1. Seasonality is a reason to avoid getting too defensive. The chart below is a couple of weeks old, but its implications are still extremely valid. The chart looks at the second half trading pattern for the S&P 500 using data from the last 65 years. The pattern shows the S&P 500 tends to have its strongest gains during the months of November and December. Each year is its own year and this year certainly may not follow this pattern, but history shows it pays to be invested in the last two months of the year.
2. Performance in the S&P 500 this year is being driven by the 10 largest stocks. At the beginning of this week, the S&P 500 was essentially flat (when you include dividends) on a year-to-date basis. However, WITHIN the index itself, performance is anything but flat. The chart below shows that the 10 largest stocks in the S&P 500 (i.e.,Apple, Google, Microsoft, and Amazon) are collectively up 11% YTD. BUT, the other 490 stocks in the index are collectively DOWN -8%. Far more stocks are down than up so far in 2015 but due to the performance of a few big technology companies, the struggles of the stock market has a whole is not reflected in the major indexes.

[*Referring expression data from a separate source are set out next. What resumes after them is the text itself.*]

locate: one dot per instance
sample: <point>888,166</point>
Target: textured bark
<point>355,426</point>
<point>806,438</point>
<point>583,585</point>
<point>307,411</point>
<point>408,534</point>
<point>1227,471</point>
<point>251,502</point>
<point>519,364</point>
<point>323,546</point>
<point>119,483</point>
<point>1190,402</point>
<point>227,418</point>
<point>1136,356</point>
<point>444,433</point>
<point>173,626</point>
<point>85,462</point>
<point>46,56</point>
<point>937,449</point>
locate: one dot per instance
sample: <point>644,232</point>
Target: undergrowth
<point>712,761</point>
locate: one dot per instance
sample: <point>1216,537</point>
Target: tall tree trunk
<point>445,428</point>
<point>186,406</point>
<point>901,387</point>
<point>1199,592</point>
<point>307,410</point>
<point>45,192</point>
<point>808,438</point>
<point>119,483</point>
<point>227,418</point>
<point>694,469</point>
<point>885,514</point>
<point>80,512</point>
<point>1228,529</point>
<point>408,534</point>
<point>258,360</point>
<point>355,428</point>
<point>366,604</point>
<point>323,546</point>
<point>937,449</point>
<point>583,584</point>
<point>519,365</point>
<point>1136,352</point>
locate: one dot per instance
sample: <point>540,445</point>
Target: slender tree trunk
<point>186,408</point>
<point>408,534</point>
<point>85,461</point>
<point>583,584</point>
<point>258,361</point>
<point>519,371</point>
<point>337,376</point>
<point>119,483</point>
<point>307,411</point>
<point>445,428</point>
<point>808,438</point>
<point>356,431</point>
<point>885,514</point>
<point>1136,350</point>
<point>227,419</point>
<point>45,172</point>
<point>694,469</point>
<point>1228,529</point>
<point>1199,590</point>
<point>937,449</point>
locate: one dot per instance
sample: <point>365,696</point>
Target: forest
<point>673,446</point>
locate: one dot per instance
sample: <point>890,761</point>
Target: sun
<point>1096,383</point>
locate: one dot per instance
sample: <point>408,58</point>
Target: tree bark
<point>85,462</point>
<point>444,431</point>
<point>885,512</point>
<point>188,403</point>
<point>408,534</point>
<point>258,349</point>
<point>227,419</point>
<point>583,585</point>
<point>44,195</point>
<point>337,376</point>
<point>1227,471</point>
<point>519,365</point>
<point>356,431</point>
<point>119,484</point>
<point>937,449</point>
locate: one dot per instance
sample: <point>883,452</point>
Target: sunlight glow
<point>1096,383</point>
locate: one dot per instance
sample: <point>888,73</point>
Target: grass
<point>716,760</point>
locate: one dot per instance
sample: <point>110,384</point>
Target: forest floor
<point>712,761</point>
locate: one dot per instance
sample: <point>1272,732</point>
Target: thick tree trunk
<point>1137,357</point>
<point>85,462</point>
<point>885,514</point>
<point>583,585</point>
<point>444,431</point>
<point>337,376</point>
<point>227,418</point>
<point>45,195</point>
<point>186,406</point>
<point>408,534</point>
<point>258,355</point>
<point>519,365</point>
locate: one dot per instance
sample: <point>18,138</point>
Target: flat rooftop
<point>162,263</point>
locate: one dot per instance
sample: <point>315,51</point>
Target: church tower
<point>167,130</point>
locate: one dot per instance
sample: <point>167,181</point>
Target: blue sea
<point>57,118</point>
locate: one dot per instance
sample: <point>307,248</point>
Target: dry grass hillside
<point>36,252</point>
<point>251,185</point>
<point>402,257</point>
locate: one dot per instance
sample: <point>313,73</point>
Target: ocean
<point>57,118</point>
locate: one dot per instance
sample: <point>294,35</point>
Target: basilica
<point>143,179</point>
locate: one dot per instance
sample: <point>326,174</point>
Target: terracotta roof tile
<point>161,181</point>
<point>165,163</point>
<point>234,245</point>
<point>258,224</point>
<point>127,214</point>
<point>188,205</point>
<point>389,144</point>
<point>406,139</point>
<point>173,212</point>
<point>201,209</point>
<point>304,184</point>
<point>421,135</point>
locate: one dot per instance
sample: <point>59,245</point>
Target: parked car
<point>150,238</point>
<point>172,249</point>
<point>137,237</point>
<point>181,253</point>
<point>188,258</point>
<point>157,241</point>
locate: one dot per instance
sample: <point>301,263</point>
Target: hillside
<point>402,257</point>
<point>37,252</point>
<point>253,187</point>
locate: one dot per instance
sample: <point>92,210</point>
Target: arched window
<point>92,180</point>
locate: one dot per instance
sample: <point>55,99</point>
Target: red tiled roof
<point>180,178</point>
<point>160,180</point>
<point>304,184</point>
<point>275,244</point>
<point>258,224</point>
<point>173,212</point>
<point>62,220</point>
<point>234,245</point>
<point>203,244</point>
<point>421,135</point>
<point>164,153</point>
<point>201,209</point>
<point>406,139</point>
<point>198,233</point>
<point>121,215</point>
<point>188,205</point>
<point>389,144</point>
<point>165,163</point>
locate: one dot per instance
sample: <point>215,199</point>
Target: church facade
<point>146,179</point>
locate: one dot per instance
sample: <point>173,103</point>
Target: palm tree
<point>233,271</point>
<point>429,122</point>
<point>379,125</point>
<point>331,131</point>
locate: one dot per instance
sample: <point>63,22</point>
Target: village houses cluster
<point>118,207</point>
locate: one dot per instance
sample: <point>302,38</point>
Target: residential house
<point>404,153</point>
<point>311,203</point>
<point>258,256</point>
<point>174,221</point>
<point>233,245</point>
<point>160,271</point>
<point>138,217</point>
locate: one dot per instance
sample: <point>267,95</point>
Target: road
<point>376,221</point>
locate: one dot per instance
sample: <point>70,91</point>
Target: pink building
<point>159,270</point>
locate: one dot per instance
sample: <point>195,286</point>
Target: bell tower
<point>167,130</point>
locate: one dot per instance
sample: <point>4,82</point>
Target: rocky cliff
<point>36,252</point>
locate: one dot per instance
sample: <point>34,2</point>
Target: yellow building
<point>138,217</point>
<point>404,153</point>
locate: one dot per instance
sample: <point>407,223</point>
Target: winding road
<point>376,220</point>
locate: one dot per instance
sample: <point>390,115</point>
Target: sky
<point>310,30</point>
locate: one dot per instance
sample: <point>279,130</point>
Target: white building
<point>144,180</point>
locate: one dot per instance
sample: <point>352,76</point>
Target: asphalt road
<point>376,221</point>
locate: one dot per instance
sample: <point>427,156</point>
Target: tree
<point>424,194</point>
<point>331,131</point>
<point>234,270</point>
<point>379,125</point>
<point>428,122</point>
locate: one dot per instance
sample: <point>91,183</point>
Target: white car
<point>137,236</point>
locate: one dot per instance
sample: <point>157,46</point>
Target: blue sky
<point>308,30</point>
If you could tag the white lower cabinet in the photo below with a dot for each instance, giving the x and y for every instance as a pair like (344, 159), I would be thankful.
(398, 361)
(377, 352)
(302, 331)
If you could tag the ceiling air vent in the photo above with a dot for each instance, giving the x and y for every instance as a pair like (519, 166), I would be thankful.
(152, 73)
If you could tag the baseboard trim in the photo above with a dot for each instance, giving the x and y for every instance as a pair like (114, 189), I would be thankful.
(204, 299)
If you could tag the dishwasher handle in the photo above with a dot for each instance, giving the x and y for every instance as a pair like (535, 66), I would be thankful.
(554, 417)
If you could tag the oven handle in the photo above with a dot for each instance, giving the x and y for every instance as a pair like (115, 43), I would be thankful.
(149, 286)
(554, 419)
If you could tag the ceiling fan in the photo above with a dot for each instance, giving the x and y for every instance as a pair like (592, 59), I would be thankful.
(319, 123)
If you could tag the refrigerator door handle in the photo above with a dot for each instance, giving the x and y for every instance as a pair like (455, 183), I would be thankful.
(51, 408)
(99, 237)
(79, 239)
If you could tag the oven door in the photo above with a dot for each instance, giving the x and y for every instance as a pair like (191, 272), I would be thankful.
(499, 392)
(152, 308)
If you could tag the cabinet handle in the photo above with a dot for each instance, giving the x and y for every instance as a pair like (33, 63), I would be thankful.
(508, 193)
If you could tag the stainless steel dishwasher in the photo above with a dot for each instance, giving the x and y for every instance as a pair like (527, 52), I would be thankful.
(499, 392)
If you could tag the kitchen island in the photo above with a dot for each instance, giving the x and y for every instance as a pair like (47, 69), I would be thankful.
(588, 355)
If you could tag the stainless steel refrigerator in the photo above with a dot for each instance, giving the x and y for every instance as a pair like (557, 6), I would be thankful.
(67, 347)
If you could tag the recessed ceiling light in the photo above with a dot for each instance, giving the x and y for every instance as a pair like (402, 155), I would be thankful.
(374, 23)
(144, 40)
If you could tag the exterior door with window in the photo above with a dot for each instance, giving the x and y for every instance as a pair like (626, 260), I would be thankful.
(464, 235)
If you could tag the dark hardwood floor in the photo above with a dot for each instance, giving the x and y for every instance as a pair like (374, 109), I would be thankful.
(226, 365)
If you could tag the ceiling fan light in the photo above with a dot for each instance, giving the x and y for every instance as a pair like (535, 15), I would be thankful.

3. Could December’s expected Fed rate hike cause the dollar to fall? The U.S. dollar has been stronger recently which has negative implications for assets such as oil and gold which are priced in dollars and some foreign stocks whose returns must be converted to dollars for U.S. investors. Many experts think the Fed’s likely move to raise interest rates in December will put further upward pressure on the dollar as currency strength tends to move toward countries with higher real interest rates. However, in a case of “buy the rumor, sell the news,” history shows that Fed rate hikes typically result in a short-term DECLINE in the value of the dollar. The mix of charts below show what happened to the dollar when the Fed began to hike rates in 1983, 1986, 1994, 1999, and 2004. In all of these cases, whether the trend in the dollar was up or down, the immediate reaction was a decline in the dollar index. If history repeats itself, it could the result could be a surprise boost in the short term performance of international stocks and commodities before the end of the year.